The return of my Lyme symptoms was an unwelcome realization. It came on one morning, just as my original Lyme symptoms had, when I woke up and could not bend my left knee. This was how it happened when I first had Lyme but it was a long time before I knew that what was wrong with me was Lyme Disease. What I knew about the disease back in 2001 was virtually nil (I thought it caused achy joints and that it was more like a flu that would eventually go away). Since that time, I have written about Lyme on several occasions and my research and personal interest in the disease has practically earned me a doctorate in the disease. Files stretch the length of my attic. Simultaneously, public awareness has been raised with films such as “Under Our Skin,” (http://www.underourskin.com/) which I highly recommend if you want a crash course in what happens in some of the more severe cases of Lyme. Mine was one of the more severe cases but it was aggravated by my own ignorance (there are sound reasons why the public is largely unaware of the gravity of this disease. Don’t go on the internet, which I did, if you want a clear picture. There is a host of disinformation posted there and it all results in a mind scramble). This confusion was coupled by my physical weakness and a lack of health insurance. So I went it alone. But since, I’ve learned a lot, written an article for Yankee on the subject (posted on my website), and have been symptom free for probably four years now. Until a couple of months ago. This time, I knew what the unbending knee was telling me. Along with it came the telltale symptoms of extreme fatigue and painful body aches. My intake of Advil escalated. These symptoms were nothing like my full-blown Lyme experience but it was surely the ghost of a dread past.

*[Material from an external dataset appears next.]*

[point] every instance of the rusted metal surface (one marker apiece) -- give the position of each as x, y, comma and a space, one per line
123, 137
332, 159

At its core, Lyme is an immune system disease and I have known for some time that keeping my immune system in balance was essential. But this past summer and fall, I’d been on the road a lot, doing talks and readings from my new book. It’s been an exciting time but I’ve lost a lot of sleep as I return home past midnight and rise before 5 to take care of what hasn’t been taken care of in my absence. Eating on the road is usually touch and go but, if prolonged, it is ultimately, a disaster. So it was a train wreck of circumstances. I could have predicted this if I’d thought about it. The pain was not limited to my knee but my back and my legs were so inflamed that, at times, I could barely walk. Sitting was my only option.

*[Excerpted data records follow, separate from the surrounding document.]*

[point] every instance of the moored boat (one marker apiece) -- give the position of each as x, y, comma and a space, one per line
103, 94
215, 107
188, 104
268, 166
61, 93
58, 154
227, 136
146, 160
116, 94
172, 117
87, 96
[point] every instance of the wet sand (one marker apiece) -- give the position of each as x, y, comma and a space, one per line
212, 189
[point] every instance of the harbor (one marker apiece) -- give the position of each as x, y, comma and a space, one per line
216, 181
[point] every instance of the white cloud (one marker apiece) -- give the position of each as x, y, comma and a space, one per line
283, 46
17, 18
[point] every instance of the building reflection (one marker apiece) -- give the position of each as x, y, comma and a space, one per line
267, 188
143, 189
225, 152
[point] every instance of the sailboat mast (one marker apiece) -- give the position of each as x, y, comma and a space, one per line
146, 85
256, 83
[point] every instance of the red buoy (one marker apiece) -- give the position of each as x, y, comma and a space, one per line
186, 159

My sister happened to be visiting in September. She is an extreme athlete and had been telling me for some time about her new gluten-free diet. Because of all her intense physical exercise, she constantly experiences pain. She told me that eliminating wheat from her diet had remarkably eased her symptoms. My situation with my health insurance had not improved at all. In fact, my premium had been raised from about $700 a month to $900 a month – that is with a $5,000 deductible. Who can afford payments like that? Further, paying those premiums allows no possibility of seeking medical help, since, once the premium has been paid, there isn’t any money left to pay the doctor. I don’t want to get into the plight of a free lance writer or the bleak situation of health care in this country.

When I was first diagnosed with Lyme, I eliminated sugar from my diet, which is highly recommended. Then came alcohol. Not a problem. And so, I knew it wouldn’t be so hard to eliminate wheat. I can’t speak for long term results but after two weeks without wheat, I have to say, I feel heaps better. In fact, I am amazed. The results were immediate. In that first week, I happened to come across a recipe in the newspaper for lasagna made with butternut squash. I happened to have a bushel of that, my most favorite squash, sitting on my porch, waiting to be carried down to my root cellar. I set to the task, made a pan of it and enjoyed it for lunch and dinner. My first gluten-free week was a breeze. I have tweaked the recipe a bit and share it with you now. Even if you don’t have Lyme, which I sincerely hope you do not, try it. I think you’ll like it.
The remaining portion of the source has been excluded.